After calculation of SIFT feature I get a error
Traceback (most recent call last):
File "learn.py", line 129, in
Hi, Jivnes, this 'MemoryError' indicates that the script runs out of memory. Try with much less images like 1000, and see if it works.
Hey, I just tried it on only 1,765 images and got the same error. What's happening?
And if you use even less images?
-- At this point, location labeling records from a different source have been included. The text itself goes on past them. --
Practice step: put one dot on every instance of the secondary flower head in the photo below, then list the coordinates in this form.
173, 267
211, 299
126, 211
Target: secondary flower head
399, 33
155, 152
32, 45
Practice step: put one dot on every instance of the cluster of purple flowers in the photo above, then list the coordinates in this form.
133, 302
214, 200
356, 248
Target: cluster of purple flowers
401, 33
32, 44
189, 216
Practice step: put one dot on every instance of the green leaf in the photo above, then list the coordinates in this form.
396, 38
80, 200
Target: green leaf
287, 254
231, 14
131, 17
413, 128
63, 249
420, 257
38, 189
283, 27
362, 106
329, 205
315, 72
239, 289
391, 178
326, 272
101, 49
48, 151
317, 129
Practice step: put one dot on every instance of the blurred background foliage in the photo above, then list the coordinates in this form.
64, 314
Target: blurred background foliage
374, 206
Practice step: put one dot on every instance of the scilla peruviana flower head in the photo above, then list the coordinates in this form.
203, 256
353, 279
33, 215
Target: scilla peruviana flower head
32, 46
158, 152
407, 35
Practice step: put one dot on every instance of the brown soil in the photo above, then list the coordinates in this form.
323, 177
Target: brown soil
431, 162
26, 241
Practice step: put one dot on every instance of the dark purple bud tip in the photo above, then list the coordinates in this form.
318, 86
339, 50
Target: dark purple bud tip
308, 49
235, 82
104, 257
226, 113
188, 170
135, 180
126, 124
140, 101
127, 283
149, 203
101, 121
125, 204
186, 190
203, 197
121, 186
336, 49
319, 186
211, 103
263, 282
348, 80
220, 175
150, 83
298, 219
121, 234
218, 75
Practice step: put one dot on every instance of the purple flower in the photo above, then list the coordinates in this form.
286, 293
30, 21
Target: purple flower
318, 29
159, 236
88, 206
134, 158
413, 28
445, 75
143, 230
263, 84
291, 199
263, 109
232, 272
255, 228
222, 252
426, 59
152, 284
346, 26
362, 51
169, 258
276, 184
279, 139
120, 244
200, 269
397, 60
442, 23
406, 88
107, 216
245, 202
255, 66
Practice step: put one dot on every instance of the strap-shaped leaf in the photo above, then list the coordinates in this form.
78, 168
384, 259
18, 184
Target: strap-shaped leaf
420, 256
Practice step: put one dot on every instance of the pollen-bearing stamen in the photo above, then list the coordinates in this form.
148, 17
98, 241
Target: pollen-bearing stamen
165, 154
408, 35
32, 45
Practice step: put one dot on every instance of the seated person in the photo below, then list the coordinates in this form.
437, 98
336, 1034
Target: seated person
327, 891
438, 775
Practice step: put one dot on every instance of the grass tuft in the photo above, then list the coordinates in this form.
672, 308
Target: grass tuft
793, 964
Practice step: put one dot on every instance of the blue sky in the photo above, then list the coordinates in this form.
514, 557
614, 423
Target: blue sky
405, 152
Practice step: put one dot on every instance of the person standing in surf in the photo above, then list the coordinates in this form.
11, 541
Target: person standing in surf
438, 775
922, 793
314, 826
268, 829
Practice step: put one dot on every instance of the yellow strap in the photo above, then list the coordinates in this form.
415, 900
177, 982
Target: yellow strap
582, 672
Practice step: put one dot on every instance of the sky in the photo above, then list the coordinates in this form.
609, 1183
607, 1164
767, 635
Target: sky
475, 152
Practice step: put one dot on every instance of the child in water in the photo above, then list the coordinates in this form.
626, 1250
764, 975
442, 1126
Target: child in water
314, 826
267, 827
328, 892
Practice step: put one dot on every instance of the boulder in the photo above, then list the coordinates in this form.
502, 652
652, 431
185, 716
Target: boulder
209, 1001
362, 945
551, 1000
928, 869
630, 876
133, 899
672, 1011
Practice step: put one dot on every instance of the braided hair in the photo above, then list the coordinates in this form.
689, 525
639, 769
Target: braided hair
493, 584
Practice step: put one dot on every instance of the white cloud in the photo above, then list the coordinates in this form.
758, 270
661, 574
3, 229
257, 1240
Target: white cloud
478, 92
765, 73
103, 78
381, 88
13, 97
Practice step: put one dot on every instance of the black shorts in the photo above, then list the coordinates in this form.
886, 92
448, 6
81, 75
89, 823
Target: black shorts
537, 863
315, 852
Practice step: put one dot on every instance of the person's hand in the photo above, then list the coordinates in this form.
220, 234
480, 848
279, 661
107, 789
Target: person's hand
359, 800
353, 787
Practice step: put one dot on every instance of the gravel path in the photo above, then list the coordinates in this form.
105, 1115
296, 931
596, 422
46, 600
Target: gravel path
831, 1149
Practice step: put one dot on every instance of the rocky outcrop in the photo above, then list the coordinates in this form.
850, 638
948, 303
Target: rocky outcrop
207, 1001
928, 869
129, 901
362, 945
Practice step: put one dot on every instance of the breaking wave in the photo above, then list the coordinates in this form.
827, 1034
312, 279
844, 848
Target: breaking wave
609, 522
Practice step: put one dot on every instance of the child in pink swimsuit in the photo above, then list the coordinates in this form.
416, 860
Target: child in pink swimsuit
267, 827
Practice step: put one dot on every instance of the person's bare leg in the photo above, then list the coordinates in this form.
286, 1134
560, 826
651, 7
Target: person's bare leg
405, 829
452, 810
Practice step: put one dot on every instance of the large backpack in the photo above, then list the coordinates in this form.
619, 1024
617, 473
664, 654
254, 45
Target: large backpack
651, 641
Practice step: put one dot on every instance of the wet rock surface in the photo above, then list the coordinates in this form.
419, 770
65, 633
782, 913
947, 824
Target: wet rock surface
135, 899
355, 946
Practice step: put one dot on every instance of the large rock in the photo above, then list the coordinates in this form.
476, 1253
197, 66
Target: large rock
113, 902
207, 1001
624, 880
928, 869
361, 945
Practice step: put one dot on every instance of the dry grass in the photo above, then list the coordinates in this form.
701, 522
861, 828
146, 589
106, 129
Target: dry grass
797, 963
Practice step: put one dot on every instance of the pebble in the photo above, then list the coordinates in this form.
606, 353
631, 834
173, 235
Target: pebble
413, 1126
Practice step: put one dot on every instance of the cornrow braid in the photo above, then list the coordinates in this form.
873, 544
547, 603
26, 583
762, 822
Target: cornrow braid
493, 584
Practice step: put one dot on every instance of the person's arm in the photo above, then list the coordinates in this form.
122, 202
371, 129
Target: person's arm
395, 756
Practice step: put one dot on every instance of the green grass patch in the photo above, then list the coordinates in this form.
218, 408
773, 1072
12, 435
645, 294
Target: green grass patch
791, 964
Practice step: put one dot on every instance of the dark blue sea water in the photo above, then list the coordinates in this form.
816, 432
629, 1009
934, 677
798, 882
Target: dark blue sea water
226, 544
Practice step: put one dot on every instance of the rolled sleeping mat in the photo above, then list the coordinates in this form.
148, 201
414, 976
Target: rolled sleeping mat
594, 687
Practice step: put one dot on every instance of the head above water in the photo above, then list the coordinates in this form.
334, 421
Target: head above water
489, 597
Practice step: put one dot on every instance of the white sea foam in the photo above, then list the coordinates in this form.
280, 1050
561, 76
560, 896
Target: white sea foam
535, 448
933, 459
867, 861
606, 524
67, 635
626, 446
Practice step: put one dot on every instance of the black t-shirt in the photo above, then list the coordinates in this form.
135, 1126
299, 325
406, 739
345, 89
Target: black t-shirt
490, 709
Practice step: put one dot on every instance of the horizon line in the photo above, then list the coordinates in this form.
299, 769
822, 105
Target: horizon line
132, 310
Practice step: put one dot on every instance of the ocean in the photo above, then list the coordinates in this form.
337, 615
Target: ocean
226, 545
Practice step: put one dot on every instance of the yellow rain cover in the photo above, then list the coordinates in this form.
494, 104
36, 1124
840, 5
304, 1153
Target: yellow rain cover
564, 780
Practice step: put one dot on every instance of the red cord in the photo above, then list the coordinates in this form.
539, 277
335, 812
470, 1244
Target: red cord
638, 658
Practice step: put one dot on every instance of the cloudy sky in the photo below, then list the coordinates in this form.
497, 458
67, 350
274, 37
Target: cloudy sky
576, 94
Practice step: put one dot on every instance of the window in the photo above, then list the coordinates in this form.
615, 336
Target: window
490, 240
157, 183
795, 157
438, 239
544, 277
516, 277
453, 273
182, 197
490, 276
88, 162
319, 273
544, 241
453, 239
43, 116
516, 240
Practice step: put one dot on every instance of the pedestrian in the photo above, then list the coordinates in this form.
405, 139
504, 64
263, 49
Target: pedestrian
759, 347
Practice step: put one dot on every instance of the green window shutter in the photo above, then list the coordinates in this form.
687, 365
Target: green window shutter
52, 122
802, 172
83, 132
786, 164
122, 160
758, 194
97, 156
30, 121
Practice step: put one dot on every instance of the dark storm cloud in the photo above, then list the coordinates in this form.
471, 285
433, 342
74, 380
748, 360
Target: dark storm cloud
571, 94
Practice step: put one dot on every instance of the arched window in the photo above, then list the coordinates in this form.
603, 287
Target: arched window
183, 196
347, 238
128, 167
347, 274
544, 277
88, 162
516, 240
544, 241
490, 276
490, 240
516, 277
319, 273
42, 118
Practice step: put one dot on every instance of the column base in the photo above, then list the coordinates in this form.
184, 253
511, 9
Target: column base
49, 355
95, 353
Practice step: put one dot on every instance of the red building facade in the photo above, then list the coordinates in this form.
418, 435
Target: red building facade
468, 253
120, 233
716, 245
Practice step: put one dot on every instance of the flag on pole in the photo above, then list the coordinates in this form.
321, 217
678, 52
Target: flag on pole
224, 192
When does it start working?
There has to be a lot of images for good image classification results. Neural nets use hundreds of images, and even for something simple such as HAAR cascades you need many, many images:
It is unclear exactly how many of each kind of image are needed. For Urban Challenge 2008 we used 1000 positive and 1000 negative images whereas the previous project Grippered Bandit used 5000. The result for the Grippered Bandit project was that their classifier was much more accurate than ours.
This is an issue that needs to be fixed in the code.
Dear Rich, thanks for reminding me to update the readme.md. It seems like
As the name suggests, this is only a minimal example to illustrate the general workings of such a system.
is not clear enough.
Oh.
But even still, I would like to see if there's a way to fix this. What does this function:
def dict2numpy(dict):
nkeys = len(dict)
array = zeros((nkeys * PRE_ALLOCATION_BUFFER, 128))
pivot = 0
for key in dict.keys():
value = dict[key]
nelements = value.shape[0]
while pivot + nelements > array.shape[0]:
padding = zeros_like(array)
array = vstack((array, padding))
array[pivot:pivot + nelements] = value
pivot += nelements
array = resize(array, (pivot, 128))
return array
Do? Why do you need to use memory operations in the first place?